Namun, pada saat bersamaan ketimpangan melebar. Sejak 2004, tren angka rasio gini meningkat (0,413 pada 2013), tertinggi sejak 1964. Angka kemiskinan masih tinggi, yakni 28,55 juta orang pada 2013, dengan patokan garis kemiskinan Rp 292.951 per bulan per kapita. Jumlah warga miskin kita hampir sama dengan seluruh penduduk Malaysia. Tingkat pengangguran juga masih tinggi, 7,15 juta warga pada 2014. Utang luar negeri hampir Rp 3.000 triliun.

Orientasi pembangunan ekonomi menjauh dari sistem ekonomi kerakyatan yang diamanahkan Pancasila dan UUD 1945. Selain itu, implementasinya juga tidak mampu menyentuh persoalan rakyat.

Ekonomi konstitusional

Cita-cita utama pembentukan negara kita ialah keinginan luhur mewujudkan ”keadilan sosial bagi seluruh rakyat Indonesia” yang dijiwai empat sila lain dalam Pancasila.

UUD 1945 menjabarkan cita-cita luhur itu, antara lain berupa jaminan hak setiap warga negara atas pekerjaan dan penghidupan yang layak (Pasal 27), mendapatkan pengajaran (Pasal 31), serta hak fakir miskin dan anak-anak telantar (Pasal 34).

Adapun Pasal 33 menggariskan mekanisme mewujudkan cita-cita itu, yakni perekonomian disusun sebagai usaha bersama berdasarkan atas asas kekeluargaan (ayat 1). Cabang-cabang produksi yang penting bagi negara dan menguasai hajat hidup orang banyak dikuasai negara (ayat 2). Bumi, air, dan kekayaan alam yang terkandung di dalamnya dikuasai negara dan dipergunakan sebesar-besarnya untuk kemakmuran rakyat (ayat 3).
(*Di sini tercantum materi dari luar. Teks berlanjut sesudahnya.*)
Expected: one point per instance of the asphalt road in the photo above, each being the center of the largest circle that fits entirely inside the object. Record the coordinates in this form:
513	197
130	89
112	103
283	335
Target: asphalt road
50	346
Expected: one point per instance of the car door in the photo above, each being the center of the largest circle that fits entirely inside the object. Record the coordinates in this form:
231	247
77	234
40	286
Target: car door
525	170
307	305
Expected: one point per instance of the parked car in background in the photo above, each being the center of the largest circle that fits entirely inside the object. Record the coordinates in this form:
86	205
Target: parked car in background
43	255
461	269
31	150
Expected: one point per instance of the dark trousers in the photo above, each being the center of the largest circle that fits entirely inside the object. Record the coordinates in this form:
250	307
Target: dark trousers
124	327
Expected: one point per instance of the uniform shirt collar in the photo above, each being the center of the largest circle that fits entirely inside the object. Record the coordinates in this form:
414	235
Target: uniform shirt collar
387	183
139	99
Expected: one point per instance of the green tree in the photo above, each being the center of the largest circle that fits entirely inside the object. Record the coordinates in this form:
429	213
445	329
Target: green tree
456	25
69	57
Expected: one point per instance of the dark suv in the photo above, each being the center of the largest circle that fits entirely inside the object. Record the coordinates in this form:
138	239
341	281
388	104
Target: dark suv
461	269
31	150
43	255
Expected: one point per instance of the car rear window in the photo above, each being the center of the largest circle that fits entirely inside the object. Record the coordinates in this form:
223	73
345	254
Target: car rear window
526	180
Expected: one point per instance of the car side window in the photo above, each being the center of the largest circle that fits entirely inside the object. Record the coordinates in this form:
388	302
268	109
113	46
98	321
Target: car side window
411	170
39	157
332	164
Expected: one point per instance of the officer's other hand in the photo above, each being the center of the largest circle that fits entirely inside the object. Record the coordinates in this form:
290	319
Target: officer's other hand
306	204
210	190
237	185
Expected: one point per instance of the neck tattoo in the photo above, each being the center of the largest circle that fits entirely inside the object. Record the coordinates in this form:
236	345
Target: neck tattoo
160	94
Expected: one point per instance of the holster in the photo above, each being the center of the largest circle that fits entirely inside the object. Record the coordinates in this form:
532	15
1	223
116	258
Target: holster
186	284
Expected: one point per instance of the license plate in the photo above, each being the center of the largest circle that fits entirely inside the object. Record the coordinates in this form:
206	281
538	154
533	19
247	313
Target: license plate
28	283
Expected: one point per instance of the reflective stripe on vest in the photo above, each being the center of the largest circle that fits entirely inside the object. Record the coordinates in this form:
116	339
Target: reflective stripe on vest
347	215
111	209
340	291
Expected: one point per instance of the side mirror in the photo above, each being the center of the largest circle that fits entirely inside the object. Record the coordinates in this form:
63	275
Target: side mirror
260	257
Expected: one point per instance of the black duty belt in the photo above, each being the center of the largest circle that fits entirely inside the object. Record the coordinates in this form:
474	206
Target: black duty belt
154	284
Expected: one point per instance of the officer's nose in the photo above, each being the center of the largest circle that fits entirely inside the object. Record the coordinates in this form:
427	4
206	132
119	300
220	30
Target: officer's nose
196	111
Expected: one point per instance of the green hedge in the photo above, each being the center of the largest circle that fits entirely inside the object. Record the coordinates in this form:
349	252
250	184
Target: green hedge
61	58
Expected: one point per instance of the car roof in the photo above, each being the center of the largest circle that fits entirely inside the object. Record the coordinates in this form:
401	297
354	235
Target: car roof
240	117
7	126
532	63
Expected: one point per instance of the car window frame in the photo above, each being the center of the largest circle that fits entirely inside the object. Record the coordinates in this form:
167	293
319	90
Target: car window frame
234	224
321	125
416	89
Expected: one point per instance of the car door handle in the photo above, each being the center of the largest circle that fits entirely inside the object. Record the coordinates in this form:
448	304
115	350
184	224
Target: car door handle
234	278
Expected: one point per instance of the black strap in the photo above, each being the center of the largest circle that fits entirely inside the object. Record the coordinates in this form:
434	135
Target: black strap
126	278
Sistem ekonomi kerakyatan bertujuan mewujudkan kesejahteraan rakyat (bonum commune). Sekurangnya ada tujuh elemen penting dalam sistem ekonomi kerakyatan. Pertama, negara harus menjadi pemegang kuasa mutlak atas sumber daya alam (SDA) yang kita miliki. Pengelolaannya bisa diserahkan kepada BUMN, koperasi, dan swasta sesuai keunggulan komparatif masing-masing. Pemerintah harus tetap sebagai pengendali.

Kedua, kebijakan fiskal lebih terkendali dengan menyeimbangkan penerimaan dan pengeluaran. Fokusnya pada pemberian subsidi kepada warga yang membutuhkan, optimalisasi penerimaan pajak dan bukan pajak, penyediaan barang dan jasa publik, termasuk infrastruktur, sarana pendidikan dan kesehatan, serta penanggulangan kemiskinan. Kebijakan moneter dan perbankan harus lebih longgar dengan fokus pada stabilisasi nilai rupiah.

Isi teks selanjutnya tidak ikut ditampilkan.